Published on 12:00 AM, November 17, 2012

Tackling reforms in China

Outgoing Chinese President Hu Jintao has prescribed a conservative developmental model called the Scientific Development View (SDV) for the country's next-generation leadership. The SDV, which he introduced in 2003, one year after he took power, champions a "more balanced" growth along the way to creating a "harmonious society." Taking such a scientific approach is said to help minimise conflict by narrowing the income gap, reducing regional economic disparity, promoting social welfare as well as pushing back environmental degradation.
Last Thursday, in his final major address after 10 years at the helm of the Chinese Communist Party (CCP), Mr. Hu hailed the SDV concept as one of the guiding principles of the country, along with Marxism-Leninism, Mao Zedong Thought, Deng Xiaoping Theory and Mr. Jiang Zemin's Three Represents.
In his 28,000-word report to the 18th Party Congress, Hu made 16 references to the SDV, stressing that it was key to China's success and should therefore be faithfully adhered to -- in fact placing the SDV on a par with the theories of Deng and Jiang. By doing so, he established himself as the formal genealogical descendant of Karl Marx and Mao, founders of modern communism and communist China respectively.
It is in wanting to prove himself as their legitimate heir in the Marxist-Leninist ideological heritage that Hu revealed himself to be a major source of political conservatism in China. This political conservatism is apparent when one compares his latest work report with the one he made at the 17th Party Congress five years ago.
Qian Gang, a researcher at the Centre of Media and Journalism Studies at the University of Hong Kong, is a leading expert on analysing the speeches of CCP leaders. He looked at, among other things, how often 10 key terms in the CCP lexicon, including Mao Zedong Thought, SDV, the Four Cardinal Principles, and socialism with Chinese characteristics, were mentioned in the two reports. He also found in the latest report a phrase that Hu used for the first time, when he pledged that the CCP shall not follow the "evil way" of changing our banners, referring to democratisation.
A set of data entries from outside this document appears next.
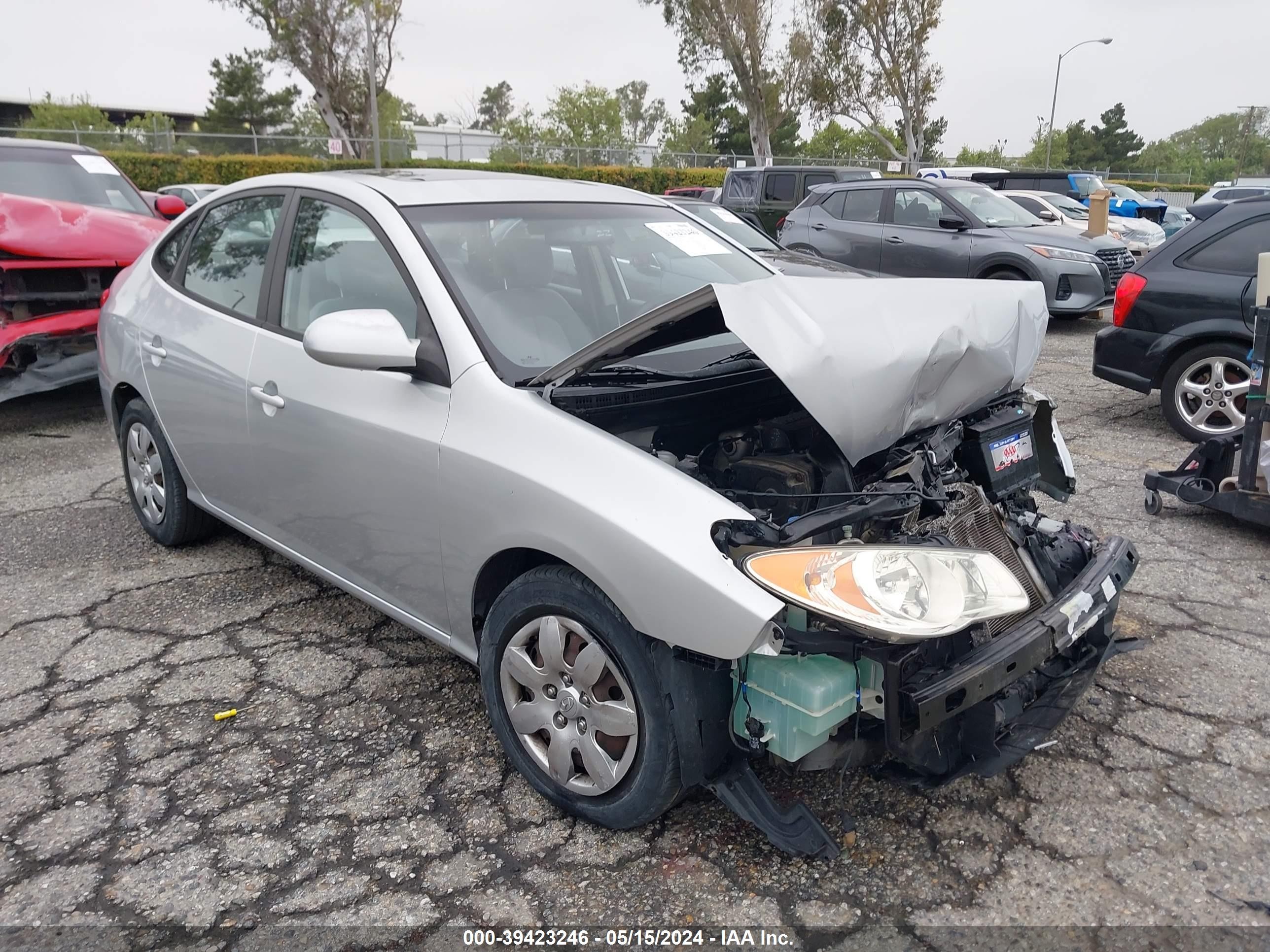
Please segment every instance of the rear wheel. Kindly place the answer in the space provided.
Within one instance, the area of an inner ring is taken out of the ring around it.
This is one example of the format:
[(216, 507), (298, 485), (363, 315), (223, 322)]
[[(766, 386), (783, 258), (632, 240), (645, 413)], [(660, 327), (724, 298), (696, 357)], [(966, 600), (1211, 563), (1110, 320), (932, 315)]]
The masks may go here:
[(1170, 425), (1193, 443), (1242, 432), (1252, 383), (1247, 354), (1247, 345), (1214, 340), (1173, 360), (1160, 385)]
[(183, 546), (216, 528), (216, 519), (185, 495), (168, 440), (142, 400), (130, 401), (119, 415), (119, 454), (132, 512), (151, 538), (164, 546)]
[(580, 572), (540, 566), (494, 600), (480, 679), (508, 759), (561, 809), (627, 829), (678, 798), (678, 750), (649, 642)]

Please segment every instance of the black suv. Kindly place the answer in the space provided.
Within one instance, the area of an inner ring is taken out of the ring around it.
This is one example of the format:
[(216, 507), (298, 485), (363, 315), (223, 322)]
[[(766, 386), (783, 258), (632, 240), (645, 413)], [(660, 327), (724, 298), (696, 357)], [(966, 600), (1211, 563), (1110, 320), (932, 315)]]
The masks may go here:
[(770, 165), (766, 169), (728, 169), (719, 204), (758, 226), (772, 237), (780, 222), (815, 185), (829, 182), (880, 179), (876, 169), (824, 165)]
[(1242, 432), (1262, 251), (1270, 195), (1218, 206), (1176, 232), (1120, 278), (1113, 326), (1093, 340), (1093, 374), (1158, 388), (1165, 419), (1193, 442)]

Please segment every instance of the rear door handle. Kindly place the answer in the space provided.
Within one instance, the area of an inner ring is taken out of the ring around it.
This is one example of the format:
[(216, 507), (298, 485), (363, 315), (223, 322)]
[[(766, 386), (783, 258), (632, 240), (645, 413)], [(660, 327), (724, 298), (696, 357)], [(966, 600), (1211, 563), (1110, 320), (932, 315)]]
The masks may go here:
[(254, 396), (265, 406), (272, 406), (276, 410), (281, 410), (283, 406), (287, 405), (287, 401), (283, 400), (278, 393), (267, 393), (264, 387), (251, 387), (251, 396)]

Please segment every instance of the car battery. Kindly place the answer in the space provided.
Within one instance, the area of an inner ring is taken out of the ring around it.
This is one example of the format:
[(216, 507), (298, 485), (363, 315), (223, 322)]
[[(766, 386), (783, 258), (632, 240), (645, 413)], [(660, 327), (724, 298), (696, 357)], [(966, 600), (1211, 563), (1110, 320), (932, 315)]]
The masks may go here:
[(1040, 479), (1031, 413), (1017, 404), (966, 424), (959, 456), (993, 503)]

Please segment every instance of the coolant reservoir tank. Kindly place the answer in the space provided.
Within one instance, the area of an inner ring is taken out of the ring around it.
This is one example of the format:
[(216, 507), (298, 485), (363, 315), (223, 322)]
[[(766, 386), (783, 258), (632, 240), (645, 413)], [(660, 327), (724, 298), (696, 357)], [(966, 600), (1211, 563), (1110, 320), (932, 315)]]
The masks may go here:
[(856, 712), (857, 668), (864, 688), (880, 693), (881, 668), (869, 659), (853, 665), (831, 655), (745, 655), (732, 671), (733, 680), (744, 680), (743, 697), (732, 712), (733, 730), (748, 739), (745, 718), (757, 717), (767, 749), (798, 760)]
Qian's conclusion: The 2012 report was more conservative.
This political conservatism is even more obvious if one takes into consideration the fact that the 18th Party Congress was held against the backdrop of the Bo Xilai scandal. The crisis has severely battered the CCP in three major ways.
First, it showed that the monopoly of power led to corruption at the very top. Mr. Bo's family was found to have tried to transfer as much as $6 billion of personal wealth out of China.
Second, it showed that in the absence of checks and balances, senior officials such as Bo were able to engage, unfettered, in all sorts of extra-legal activities, including disobeying the central authorities, confiscating private property in the name of cracking down on organised crime and committing murder.
Third, it showed how the lack of a proper power succession system in the CCP could be easily manipulated by ambitious cadres such as Bo to try to usurp power.
In the months after the Bo scandal erupted in February, there were strong calls to speed up political reform.
The official People's Daily, for instance, pointed out in a commentary that "criticism is preferred to a crisis, and imperfect reform is preferred to a crisis resulting from the lack of reform."
Yet in his report, Hu made only a perfunctory pledge to reform the political system, as he urged senior cadres to keep watch over their family, and highlighted the danger of the party collapsing under the weight of corruption. He did not address the urgent need for political reform sparked by the Bo crisis.
If Hu's report is meant to bequeath his conservative political legacy to the incoming leadership under Xi Jinping, then there may be cause for concern since the ills that have plagued the country look certain to remain.
To most Chinese, the SDV contributed to lopsided developments -- rapid economic growth but lagging political reform.
To be sure, China's rapid ascent during Hu's decade in power has turned the country into the world's second largest economy after the United States and made it a major locomotive for the global economy. At the same time, however, the country continues to be besieged by rampant corruption, a widening income gap and serious environmental degradation. The incidence of social unrest is rising and becoming more widespread, so much so that the state now allocates more money towards maintaining domestic stability than towards boosting national defence.
In fact, to ensure that the 18th Party Congress proceeded smoothly and without incident, Beijing mobilised some 1.4 million so- called "security volunteers" to keep an eye on the city's residents.
So, if anything, this testifies to the urgent need for political reform in China and not the success of the SDV.